TV’s fastest growing network isn’t a network at all — it’s the DVR.

Viewers significantly upped their DVR use during premiere week, helping to bolster sampling for several new series.

“This time of the year, the DVR is definitely a positive for the networks,” said CBS chief research officer David Poltrack. “In a world where it’s difficult to get your product sampled, the DVR is an enabler.”

According to premiere-week numbers, DVRs are actually extending primetime both earlier and later, which is good news for the nets. At least in week one, that means some viewers were consuming four or five hours of primetime fare a night instead of the usual three.

Over all, that may have contributed to the strong launches of several new shows — as frosh entries like “Glee,” “Modern Family” and “FlashForward” are all off to nice starts, and returnees “Big Bang Theory” and “NCIS” are back with a vengeance.

“People are learning how to use the DVR to sample programs,” Poltrack said. “This is the perfect environment for that. People wanted to check out new shows but not miss the (season openers) of current shows.”

A recent study by Magna Global suggested that DVRs have been a marketing boon for the nets and are hardly the network killers that execs once feared.

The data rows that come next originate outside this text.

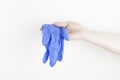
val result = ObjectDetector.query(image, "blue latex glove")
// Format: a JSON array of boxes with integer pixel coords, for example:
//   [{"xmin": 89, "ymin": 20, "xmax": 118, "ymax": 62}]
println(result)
[{"xmin": 42, "ymin": 24, "xmax": 69, "ymax": 67}]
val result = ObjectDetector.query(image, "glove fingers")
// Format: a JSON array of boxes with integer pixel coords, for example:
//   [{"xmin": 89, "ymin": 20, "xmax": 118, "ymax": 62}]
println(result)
[
  {"xmin": 61, "ymin": 28, "xmax": 69, "ymax": 40},
  {"xmin": 58, "ymin": 38, "xmax": 64, "ymax": 61},
  {"xmin": 49, "ymin": 32, "xmax": 60, "ymax": 67},
  {"xmin": 43, "ymin": 47, "xmax": 49, "ymax": 63},
  {"xmin": 42, "ymin": 24, "xmax": 50, "ymax": 45}
]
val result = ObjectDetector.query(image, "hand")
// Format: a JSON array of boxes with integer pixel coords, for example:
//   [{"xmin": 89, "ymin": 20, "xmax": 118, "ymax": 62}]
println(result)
[{"xmin": 53, "ymin": 21, "xmax": 86, "ymax": 40}]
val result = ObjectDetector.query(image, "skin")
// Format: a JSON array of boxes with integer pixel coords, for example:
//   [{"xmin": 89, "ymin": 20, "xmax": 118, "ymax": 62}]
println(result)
[{"xmin": 53, "ymin": 21, "xmax": 120, "ymax": 55}]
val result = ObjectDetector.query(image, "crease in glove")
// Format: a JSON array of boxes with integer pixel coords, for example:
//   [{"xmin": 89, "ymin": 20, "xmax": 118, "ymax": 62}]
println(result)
[{"xmin": 42, "ymin": 24, "xmax": 69, "ymax": 67}]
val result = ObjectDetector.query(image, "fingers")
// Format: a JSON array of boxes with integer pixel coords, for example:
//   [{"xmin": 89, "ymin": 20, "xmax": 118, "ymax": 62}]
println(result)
[{"xmin": 53, "ymin": 22, "xmax": 69, "ymax": 27}]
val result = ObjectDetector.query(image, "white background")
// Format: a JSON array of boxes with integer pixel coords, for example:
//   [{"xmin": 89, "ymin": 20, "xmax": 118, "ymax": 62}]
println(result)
[{"xmin": 0, "ymin": 0, "xmax": 120, "ymax": 80}]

But as DVR penetration — currently at 33% of TV households — continues to grow, it also means both the networks and local stations are increasingly competing with pre-recorded fare as viewers opt to avoid live TV. In some cases, that means nets are competing with programming from their own lineup that aired earlier in the week or night.

When viewers start watching primetime fare at 6 or 7 p.m., or at 11 p.m. or midnight, that’s good for the primetime bean counters — but not so good for local newscasts, syndicated fare in prime access or latenight yakkers.

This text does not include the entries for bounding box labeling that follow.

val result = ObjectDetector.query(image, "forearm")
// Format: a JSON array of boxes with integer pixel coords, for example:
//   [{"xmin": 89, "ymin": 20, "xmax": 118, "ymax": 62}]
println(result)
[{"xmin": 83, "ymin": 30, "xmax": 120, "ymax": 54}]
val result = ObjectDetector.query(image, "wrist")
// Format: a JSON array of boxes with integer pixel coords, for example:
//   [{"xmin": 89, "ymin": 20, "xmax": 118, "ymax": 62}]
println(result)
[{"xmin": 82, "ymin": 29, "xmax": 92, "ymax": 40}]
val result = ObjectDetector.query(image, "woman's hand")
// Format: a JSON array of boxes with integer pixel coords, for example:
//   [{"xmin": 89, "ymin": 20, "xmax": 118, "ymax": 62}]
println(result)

Those programs are now all competing with primetime programming stored on DVRs. In other words, Conan O’Brien’s competition isn’t just David Letterman or “Nightline” — it’s that episode of “The Office” that aired earlier in the evening.

Those hours before and after primetime, as well as on Friday and Saturday nights, have became catch-up time for viewers. According to Poltrack, DVR use was up 46% on Friday in primetime compared to last year — which further explains why the nets barely registered on the night.

“There’s so much on Thursday night that people want to watch, so many programs, that last week a lot of that Thursday-night viewing spilled into Friday,” he said.

Poltrack suspects that some of those Friday shows were then recorded by viewers and played back on Saturday.

For Monday through Thursday last week, DVR playback during primetime hours was up around 36%, and up 34% during 11 p.m. newscasts and 27% during latenight.

Because the nets are getting credit for much of that viewing — thanks to the now-industry standard C3 measurement — and it’s hard to tell at what exact moment viewers are watching certain time-shifting shows, Turner research chief Jack Wakshlag said he doesn’t expect the leap in DVR usage to have much of an impact on network behavior.

“It’s a significant viewing source, we know it’s there, but I don’t know if it’s a negative for the industry,” Wakshlag said. “All this DVR viewing is incremental.”

For all the talk that the networks experienced a strong premiere week, Wakshlag noted that the nets were still down as a whole in week one vs. last year.

But broadcasters are still holding out for a Nielsen boost once C3 and live-plus-7 data (measurements that include DVR usage over the course of several days) arrives in the next few weeks.

Separately, Poltrack said early numbers on streaming video consumption of primetime fare also appears to be up by a healthy amount vs. last year.